Red Faction did a good job of being easy to save, and its files took up one-eighth of your memory card! On the plus side, for the first few missions the game has some pretty good action.
Sure, you might need to down a chopper or two to get to the nuclear weapons, but at least it isn't as frustrating as some titles in this regard, at least to begin with. It'll take you at least ten hours or so to beat, provided you can sit through that much game. Still, if you're a diehard about console-based FPS games, this might and that's an iffy "might" at that be the game for you.
When you pick up the box, you'll immediately notice the main selling point of the Gold version -- more multiplayer maps. SoF Gold supports multiplayer with the PS2 multitap, allowing you to play a four-person split-screen game with your friends. On a large TV, like all split-screen games, you'll probably get a fair play out of this, and the extra maps come in handy when trying to keep your friends from being bored by the same old multiplayer game.
I've got to admit, though, it really seems like this was the only significant change made for the 'Gold' edition status of this game. This is the poor, stunted younger brother of SoF for the PC, and it shows.
Textures are a bit too bright, have jagged edges, and show a color depth that reminds me of the days of Duke Nukem. For the most part all the character models have been preserved, but with the lighting and clipping problems present in this version they don't look at all worth watching.
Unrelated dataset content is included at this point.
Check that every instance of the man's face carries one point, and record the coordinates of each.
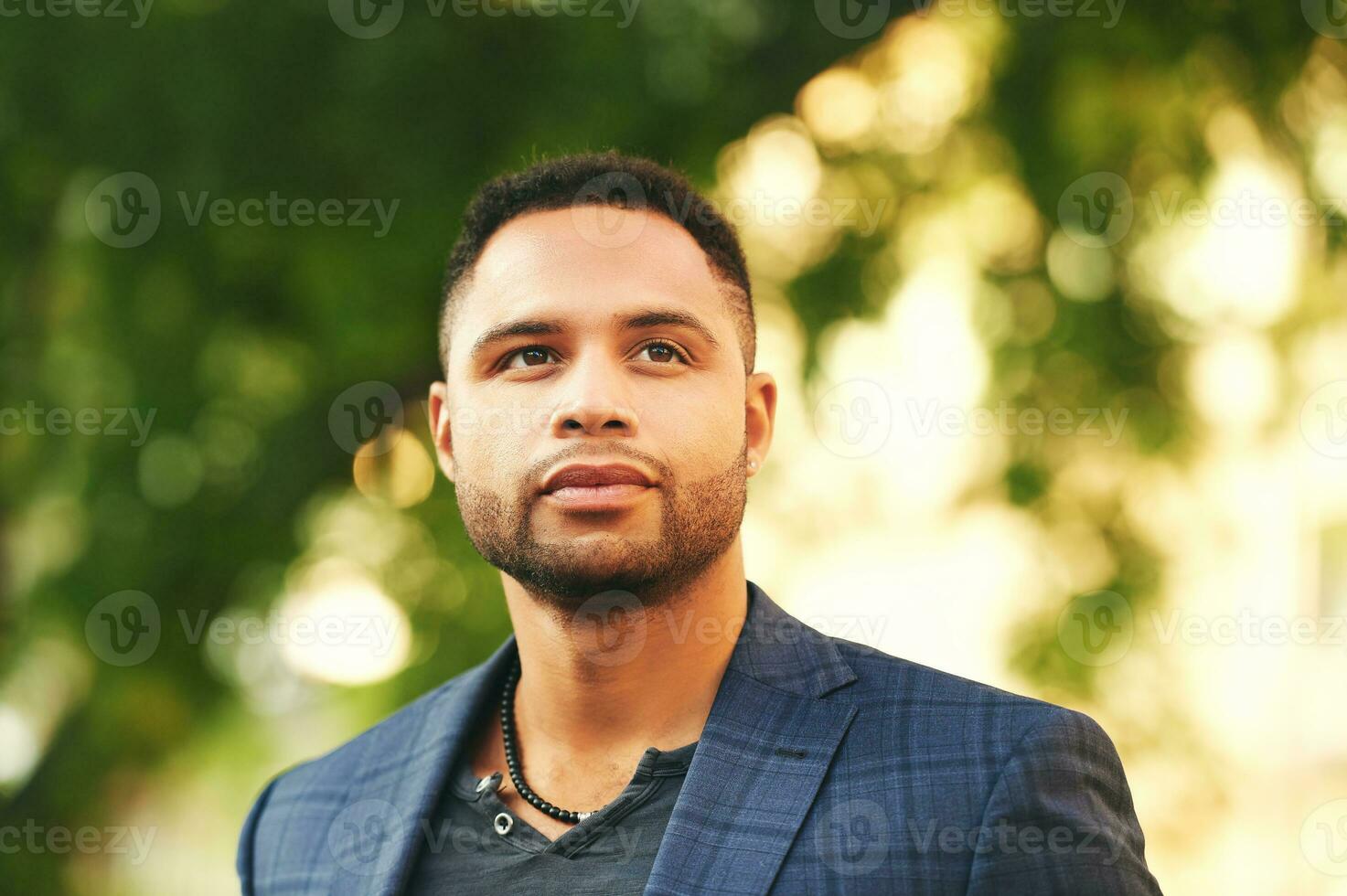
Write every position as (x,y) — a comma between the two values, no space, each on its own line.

If any of you remember the train ride from the first mission, you'll almost always be able to see a clipping error as the enemies are shot, hang in mid-air as the train they were standing on continues on its way, and then finally fall to the ground after they've finished their death animation. Also, given that SoF was designed to use somewhat realistic-looking textures and color schemes, which are somewhat drab to begin with, you'd think that Pipedream could've handled the lighting better to cover up the problems with these kinds of graphics on a TV.